Understanding the Decline
Zipcar was founded in 2000 before its acquisition by the American rental giant Avis Budget in 2013. Zipcar’s UK revenues barely registered compared with its parent company's total earnings, and a loss that grew to £11.7m in 2024 gave little incentive to continue.
The parent company stated the closure is part of a “broader transformation across our global operations, where we are taking deliberate steps to simplify processes, improve returns”.
Its latest financial reports noted revenues had declined as drivers took fewer and shorter trips. “These changes reflect the ongoing impact of the cost-of-living crisis, which continues to suppress demand for discretionary spending,” it said.
London's Unique Challenges
Yet, industry observers noted that London has particular issues that made it difficult for the company and its rivals to succeed.

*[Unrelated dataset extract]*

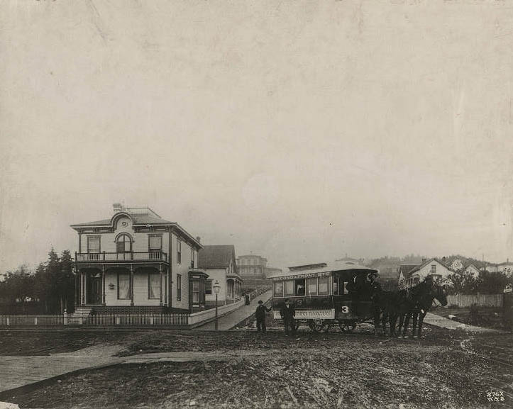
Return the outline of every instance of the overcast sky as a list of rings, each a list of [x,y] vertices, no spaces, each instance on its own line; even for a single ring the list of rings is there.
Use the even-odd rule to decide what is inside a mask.
[[[508,1],[0,7],[0,272],[121,201],[277,267],[513,259]]]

- Inconsistent Rules: With numerous local councils, car-club operators face a mosaic of different procedures and costs that made it harder.
- New Costs: The closure comes as electric cars start paying London’s congestion charge, adding extra expenses.

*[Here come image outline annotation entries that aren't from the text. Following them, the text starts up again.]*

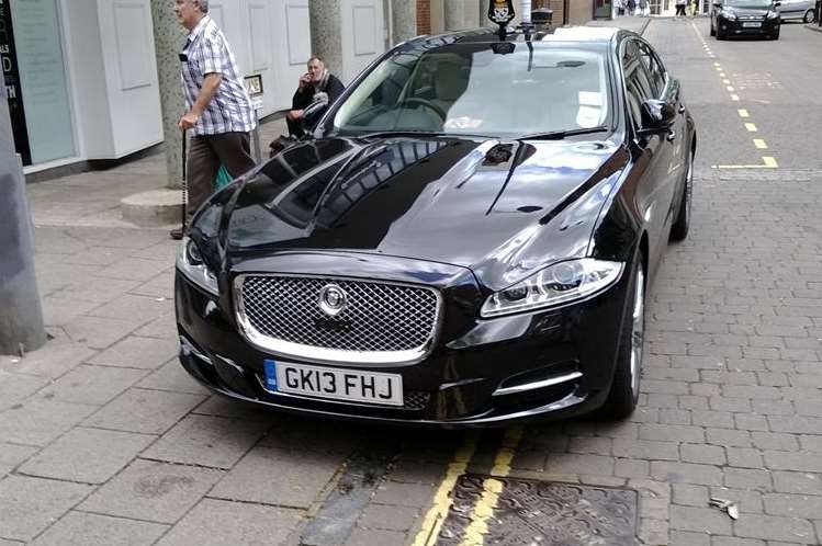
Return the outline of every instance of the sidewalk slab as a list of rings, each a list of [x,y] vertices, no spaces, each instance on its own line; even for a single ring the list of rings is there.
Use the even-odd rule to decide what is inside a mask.
[[[92,489],[52,479],[7,477],[0,481],[0,537],[31,541]]]
[[[38,536],[32,546],[150,546],[167,528],[159,523],[72,511]]]

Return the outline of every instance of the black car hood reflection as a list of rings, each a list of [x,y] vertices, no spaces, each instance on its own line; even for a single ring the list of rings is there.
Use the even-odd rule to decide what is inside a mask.
[[[736,16],[747,16],[747,15],[756,15],[756,16],[765,16],[766,13],[770,11],[767,7],[728,7],[724,8],[724,11],[730,11]]]
[[[215,195],[195,228],[218,235],[222,264],[286,250],[378,253],[466,266],[497,289],[584,255],[627,160],[607,140],[319,139]]]

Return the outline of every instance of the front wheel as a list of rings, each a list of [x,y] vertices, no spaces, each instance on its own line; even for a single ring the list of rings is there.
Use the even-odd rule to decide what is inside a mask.
[[[640,398],[640,374],[642,373],[642,348],[645,333],[645,271],[642,253],[631,269],[628,286],[622,332],[613,371],[611,389],[599,413],[609,419],[624,419],[637,409]]]

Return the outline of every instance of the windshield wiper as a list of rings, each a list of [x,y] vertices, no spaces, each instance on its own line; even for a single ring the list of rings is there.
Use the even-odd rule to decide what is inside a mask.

- Unequal Parking Fees: Residents in some boroughs pay as little as £63 for a annual electric car parking permit. A similar shared vehicle would pay over £1,100 annually, creating a major disincentive.
“We should literally be charged one-twentieth of a private parking cost,” said Robert Schopen of Co Wheels. “We remove vehicles. We introduce cleaner models in their place.”
Lessons from Abroad
Nations in Europe offer examples for London to follow. Germany enacted national car-sharing legislation in 2017, providing a nationwide framework for parking, subsidies and waivers. Now, the country has several shared cars per 10,000 people, while France has 2.1 and Belgium has 6.3. The UK trails at 0.7.
“What we see is that car sharing around the world, particularly on the continent, is growing,” commented Bharath Devanathan of Invers.
Devanathan said authorities should start to view vehicle clubs as a form of mass transit, and link it with train and bus stations. He added that a potential operator was looking at entering the London market: “There will be fill this gap.”
What Comes Next?
The company’s competitors can roughly be divided into two models:
- Company-Owned Fleets: Which own or lease their own cars. Examples Denmark’s GreenMobility, France’s Free2Move, and Germany’s Miles Mobility.
- Person-to-Person Rentals: Which allow users to hire out their own vehicles via an app – similar to Airbnb for cars. Examples Britain’s Hiyacar and the US’s Getaround and Turo.
Turo, a US-headquartered P2P service, is already weighing up the UK gap. Rory Brimmer, its UK head, said there was a “significant chance” to win more users. “There is a void that is going to need to be filled, because London still needs to move,” Brimmer said.
Yet, it could take some time for other players to establish themselves. In the meantime, more people may choose to buy cars, and many across London will be without a convenient option.
For the volunteers in Rotherhithe, the next month will be a scramble to find a way. The logistical challenge caused by Zipcar’s exit highlights the broader impact of its departure on vital services and the future of car-sharing in the UK.